MR. RUDYARD KIPLING, who was received with cheers, said that when he listened to the calm and confident optimism of their speeches that night his heart had been heavy within him. The worst of it was that their optimism was entirely justified. The world had at last realized the gospel that they had preached in the highways for the last ten years—namely, that transportation was civilization—(hear, hear)—and was hastening to put their doctrine into effect. At the present moment the inhabitants of that most conservative stronghold, the Strand—he did not mean Somerset Strand (laughter)—but the Strand where Somerset House was—were considering just how quickly they could drop and abandon their hired hairy enemy, the horse, and climb into a motor-omnibus or cab. London cabmen were now taking lessons in driving motors, but he hoped that he would not be one of their first passengers. (Laughter.) The Department of Agriculture at Home had been approached to allow the manufacture of a peculiarly atrocious form of potato spirit, which would supplant their precious and well-beloved petrol. (Laughter.) Through the length and breadth of England arrangements were being made for the delivery of provisions by motor-cars, motor- busses, and motor-lorries, and even here he understood recently the driver of a motor-car had run into a local market cart with most striking results.(Laughter.)

Yes, gentlemen, the world was with them—almost too much with them. It seemed only yesterday that they were semi-officially described as children of Belial, urging Juggernaut cars over the prostrate forms of a paralysed population. To-day they were no longer a stench in the nostrils of their fellow men; to-day they moved in the odour of sanctity. A generation as quick to praise as it was to blame ascribed to them all the merits of patent medicine or patent pavements, for they had passed beyond the stage of experiment and were accepted without debate. Their very cars, thanks to the extended mechanical knowledge on the part of maker and purchaser—he spoke with a sad heart—(Laughter.)—were scarcely more difficult to manipulate than a case of razors. When they went out they proceeded; when they came back they returned. They could go out 6 days a week and he was credibly informed that there were people who did it on Sundays. The legend of the broken-down car being taken home by the broken-down horse would very rapidly take its place with the legend of the mother-in-law and the legend of the lodging-house cat.
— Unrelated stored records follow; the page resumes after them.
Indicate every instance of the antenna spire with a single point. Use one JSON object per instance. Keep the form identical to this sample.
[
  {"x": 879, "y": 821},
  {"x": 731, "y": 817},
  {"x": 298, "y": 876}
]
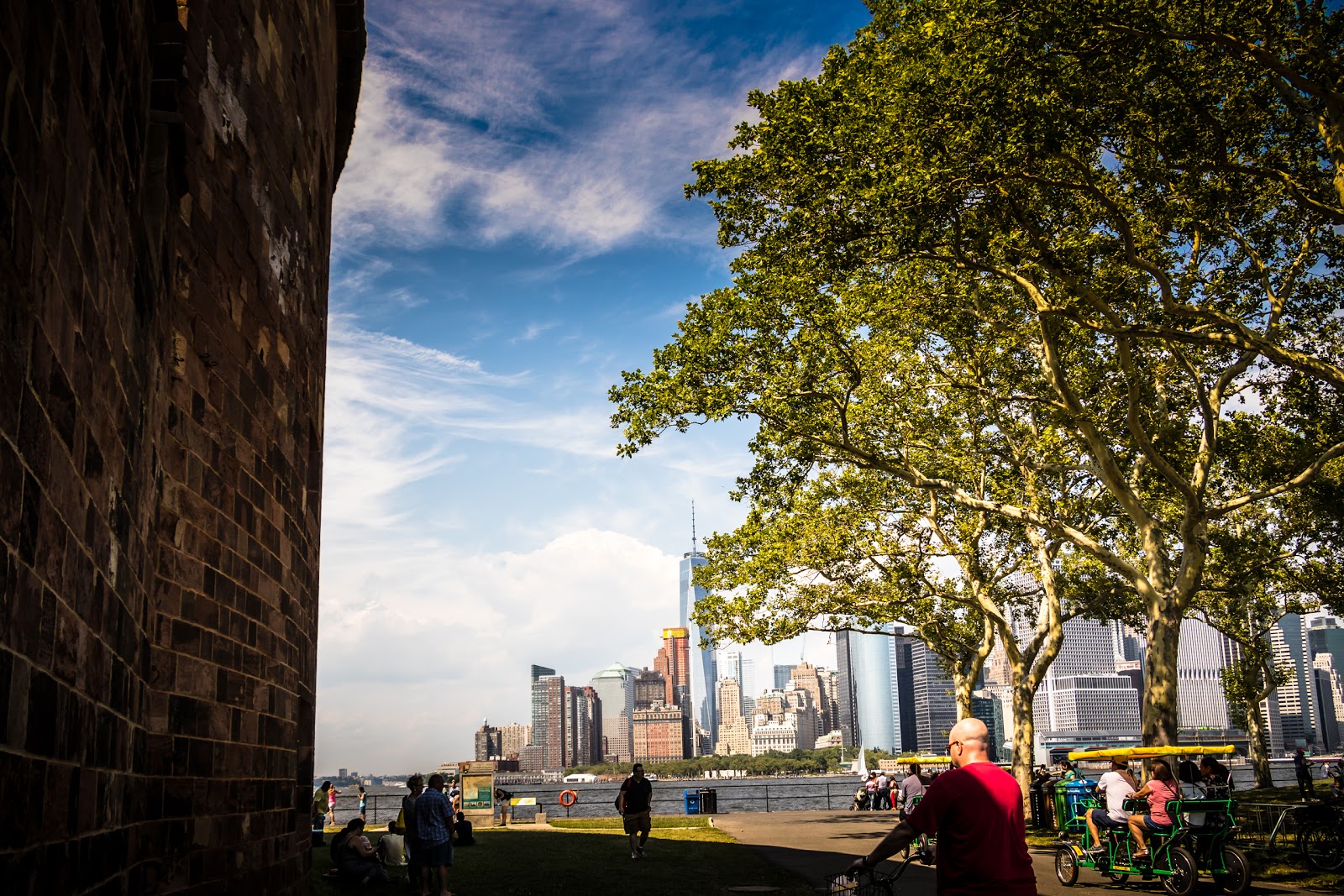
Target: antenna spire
[{"x": 694, "y": 543}]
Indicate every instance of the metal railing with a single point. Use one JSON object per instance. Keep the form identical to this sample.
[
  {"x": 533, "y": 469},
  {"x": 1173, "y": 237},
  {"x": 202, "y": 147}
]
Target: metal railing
[
  {"x": 597, "y": 801},
  {"x": 1267, "y": 825}
]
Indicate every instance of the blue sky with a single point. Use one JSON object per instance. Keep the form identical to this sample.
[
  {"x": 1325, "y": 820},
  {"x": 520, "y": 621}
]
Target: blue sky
[{"x": 510, "y": 234}]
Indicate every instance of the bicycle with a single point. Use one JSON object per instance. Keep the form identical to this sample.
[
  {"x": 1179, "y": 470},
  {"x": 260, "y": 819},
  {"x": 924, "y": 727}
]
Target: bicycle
[
  {"x": 866, "y": 883},
  {"x": 1320, "y": 835}
]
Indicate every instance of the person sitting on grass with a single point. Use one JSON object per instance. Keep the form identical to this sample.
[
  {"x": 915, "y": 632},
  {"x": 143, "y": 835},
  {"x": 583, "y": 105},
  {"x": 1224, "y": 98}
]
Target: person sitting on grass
[
  {"x": 463, "y": 829},
  {"x": 355, "y": 857},
  {"x": 391, "y": 848}
]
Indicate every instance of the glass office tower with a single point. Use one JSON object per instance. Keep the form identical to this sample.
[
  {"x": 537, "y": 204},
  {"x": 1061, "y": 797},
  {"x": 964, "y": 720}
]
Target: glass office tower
[{"x": 703, "y": 714}]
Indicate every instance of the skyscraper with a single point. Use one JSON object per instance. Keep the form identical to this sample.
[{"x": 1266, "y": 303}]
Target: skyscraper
[
  {"x": 732, "y": 665},
  {"x": 702, "y": 658},
  {"x": 877, "y": 703},
  {"x": 850, "y": 732},
  {"x": 551, "y": 734},
  {"x": 674, "y": 663},
  {"x": 584, "y": 735},
  {"x": 541, "y": 712},
  {"x": 1297, "y": 696},
  {"x": 934, "y": 705},
  {"x": 1202, "y": 656},
  {"x": 749, "y": 691},
  {"x": 806, "y": 678},
  {"x": 615, "y": 687},
  {"x": 649, "y": 688}
]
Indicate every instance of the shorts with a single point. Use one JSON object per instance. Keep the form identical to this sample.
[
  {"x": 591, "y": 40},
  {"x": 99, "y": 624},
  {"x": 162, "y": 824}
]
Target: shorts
[
  {"x": 1156, "y": 826},
  {"x": 638, "y": 822},
  {"x": 1102, "y": 820},
  {"x": 434, "y": 855}
]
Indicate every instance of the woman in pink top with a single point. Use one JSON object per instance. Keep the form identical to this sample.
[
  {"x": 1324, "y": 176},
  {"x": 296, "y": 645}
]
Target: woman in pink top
[{"x": 1159, "y": 790}]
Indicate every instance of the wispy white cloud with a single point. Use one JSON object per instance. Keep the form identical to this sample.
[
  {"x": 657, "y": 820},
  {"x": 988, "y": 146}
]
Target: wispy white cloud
[
  {"x": 416, "y": 656},
  {"x": 569, "y": 123}
]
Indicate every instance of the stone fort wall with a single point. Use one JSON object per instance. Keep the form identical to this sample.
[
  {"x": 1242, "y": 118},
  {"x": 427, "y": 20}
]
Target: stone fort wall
[{"x": 165, "y": 179}]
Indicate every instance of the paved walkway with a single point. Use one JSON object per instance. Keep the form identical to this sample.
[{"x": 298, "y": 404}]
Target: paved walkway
[{"x": 817, "y": 844}]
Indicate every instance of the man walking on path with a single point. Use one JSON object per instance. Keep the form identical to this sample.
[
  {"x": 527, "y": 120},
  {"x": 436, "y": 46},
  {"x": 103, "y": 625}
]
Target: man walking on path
[
  {"x": 635, "y": 804},
  {"x": 433, "y": 822},
  {"x": 976, "y": 812},
  {"x": 1304, "y": 774}
]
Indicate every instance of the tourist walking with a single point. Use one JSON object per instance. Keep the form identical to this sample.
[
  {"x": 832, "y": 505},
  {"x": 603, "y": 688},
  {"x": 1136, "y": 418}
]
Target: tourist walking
[
  {"x": 974, "y": 809},
  {"x": 416, "y": 783},
  {"x": 320, "y": 805},
  {"x": 1303, "y": 766},
  {"x": 635, "y": 802},
  {"x": 434, "y": 822}
]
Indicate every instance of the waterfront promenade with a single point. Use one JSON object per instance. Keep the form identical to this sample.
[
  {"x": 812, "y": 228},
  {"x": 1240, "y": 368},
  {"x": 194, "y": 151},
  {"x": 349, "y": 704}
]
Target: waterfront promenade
[{"x": 815, "y": 844}]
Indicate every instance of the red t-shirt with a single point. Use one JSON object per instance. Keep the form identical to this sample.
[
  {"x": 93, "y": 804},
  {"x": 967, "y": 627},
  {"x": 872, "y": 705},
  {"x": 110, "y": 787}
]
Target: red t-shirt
[{"x": 976, "y": 813}]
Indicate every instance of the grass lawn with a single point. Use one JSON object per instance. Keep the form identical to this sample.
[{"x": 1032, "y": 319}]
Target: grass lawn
[{"x": 591, "y": 856}]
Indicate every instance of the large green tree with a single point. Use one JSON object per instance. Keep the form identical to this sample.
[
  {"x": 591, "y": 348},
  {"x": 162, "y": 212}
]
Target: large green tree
[{"x": 1137, "y": 226}]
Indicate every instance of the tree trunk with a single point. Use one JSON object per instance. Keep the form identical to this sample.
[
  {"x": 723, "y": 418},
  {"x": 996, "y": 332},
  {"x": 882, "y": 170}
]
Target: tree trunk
[
  {"x": 1257, "y": 746},
  {"x": 964, "y": 687},
  {"x": 1023, "y": 732},
  {"x": 1162, "y": 701}
]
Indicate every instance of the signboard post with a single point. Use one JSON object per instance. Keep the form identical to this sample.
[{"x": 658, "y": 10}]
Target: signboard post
[{"x": 479, "y": 793}]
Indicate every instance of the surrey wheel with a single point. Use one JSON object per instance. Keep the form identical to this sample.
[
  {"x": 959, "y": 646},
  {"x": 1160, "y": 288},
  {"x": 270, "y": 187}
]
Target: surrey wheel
[
  {"x": 1236, "y": 880},
  {"x": 1323, "y": 846},
  {"x": 1066, "y": 866},
  {"x": 1184, "y": 875}
]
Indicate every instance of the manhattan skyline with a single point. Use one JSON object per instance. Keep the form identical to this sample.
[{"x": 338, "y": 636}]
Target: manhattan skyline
[{"x": 510, "y": 234}]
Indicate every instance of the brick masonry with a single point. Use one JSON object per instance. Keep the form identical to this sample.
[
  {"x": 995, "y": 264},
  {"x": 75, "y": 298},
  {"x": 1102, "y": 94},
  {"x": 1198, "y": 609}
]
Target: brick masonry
[{"x": 165, "y": 181}]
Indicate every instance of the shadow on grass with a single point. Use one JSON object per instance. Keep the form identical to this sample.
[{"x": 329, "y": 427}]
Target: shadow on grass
[{"x": 517, "y": 862}]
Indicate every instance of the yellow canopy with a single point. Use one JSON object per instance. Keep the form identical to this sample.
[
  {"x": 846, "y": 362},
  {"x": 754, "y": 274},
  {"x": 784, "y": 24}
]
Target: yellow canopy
[{"x": 1151, "y": 752}]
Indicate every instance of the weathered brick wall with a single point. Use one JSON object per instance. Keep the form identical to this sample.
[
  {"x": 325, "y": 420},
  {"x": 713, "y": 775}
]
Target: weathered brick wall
[{"x": 165, "y": 177}]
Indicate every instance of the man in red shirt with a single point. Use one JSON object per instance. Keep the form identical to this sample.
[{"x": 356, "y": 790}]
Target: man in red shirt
[{"x": 976, "y": 812}]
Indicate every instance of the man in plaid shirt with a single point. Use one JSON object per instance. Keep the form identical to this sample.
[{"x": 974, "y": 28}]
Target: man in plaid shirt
[{"x": 433, "y": 822}]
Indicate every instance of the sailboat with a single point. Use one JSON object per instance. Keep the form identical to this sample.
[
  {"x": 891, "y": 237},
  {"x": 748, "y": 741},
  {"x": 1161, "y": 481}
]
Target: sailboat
[{"x": 860, "y": 765}]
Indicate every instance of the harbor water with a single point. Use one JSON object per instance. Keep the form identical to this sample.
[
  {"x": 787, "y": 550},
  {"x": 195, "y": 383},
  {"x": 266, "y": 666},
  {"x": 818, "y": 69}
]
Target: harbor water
[{"x": 732, "y": 794}]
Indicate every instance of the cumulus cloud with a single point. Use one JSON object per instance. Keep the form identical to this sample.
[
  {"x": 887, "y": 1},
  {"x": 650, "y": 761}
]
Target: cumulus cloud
[{"x": 416, "y": 656}]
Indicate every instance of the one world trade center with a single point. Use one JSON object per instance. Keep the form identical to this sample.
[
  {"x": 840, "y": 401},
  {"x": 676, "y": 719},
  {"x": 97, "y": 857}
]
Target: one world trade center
[{"x": 703, "y": 668}]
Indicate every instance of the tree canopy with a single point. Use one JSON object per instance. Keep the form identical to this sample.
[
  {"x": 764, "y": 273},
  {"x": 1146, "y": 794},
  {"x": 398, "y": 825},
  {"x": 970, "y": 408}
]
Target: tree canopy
[{"x": 1112, "y": 228}]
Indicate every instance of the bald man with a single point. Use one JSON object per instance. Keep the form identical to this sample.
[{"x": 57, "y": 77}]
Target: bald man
[{"x": 976, "y": 812}]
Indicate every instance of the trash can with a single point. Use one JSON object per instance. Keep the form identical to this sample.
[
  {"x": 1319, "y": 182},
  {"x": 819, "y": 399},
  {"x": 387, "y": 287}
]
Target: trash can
[
  {"x": 1041, "y": 815},
  {"x": 1070, "y": 797}
]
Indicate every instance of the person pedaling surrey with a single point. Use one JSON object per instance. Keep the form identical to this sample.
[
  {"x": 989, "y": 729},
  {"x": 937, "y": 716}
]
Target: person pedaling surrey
[
  {"x": 635, "y": 802},
  {"x": 1116, "y": 786},
  {"x": 1159, "y": 790},
  {"x": 1214, "y": 774},
  {"x": 911, "y": 789},
  {"x": 974, "y": 809}
]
Let them be warned in time. They were being borne on the greasy flood of success towards unromantic and certain goals; they enjoyed a good reputation. In a very little time they would be discarded and laid aside as a civilising agent, a moral force, one of the dynamic factors of the great march of progress. All men would speak well of them, and the waters of success would close over their heads, and with them the darker waters of respectability, until the airship came into existence, and they would find their president leading the aeroplane club of Cape Town in circles, like a lot of blessed doves, around the roof of the Standard Bank of South Africa. He wished he could adopt a tone that was more optimistic, but, frankly, he could see no break in the gloom of unqualified and reiterated success that threatened to envelop them. (Laughter.) They might urge that, although they had the finest climate and views in the world, yet they had not many miles of roads whereon to run their cars in the sub-continent, but that was a detail. When one looked back over the vista of the last ten years, one realised that the pillars of the temple of felicity were before them—they would be respectable and he could only mourn.
In conclusion, Mr. Kipling related an anecdote regarding a certain Mr. Pratt, formerly a cowboy and latterly an embalmer of Booysen city. Talking to a friend one day, Mr. Pratt said, “Understand, I am not saying a word against embalming; it is w’holesome, necessary, and civilising, and everyone has got to come to it sooner or later. But seeing that we are friends, don’t you think life was a heap more interesting when we were all horse-thieves together.” (Laughter and applause.)
—Cape Times Weekly Edition, 5 April 1905.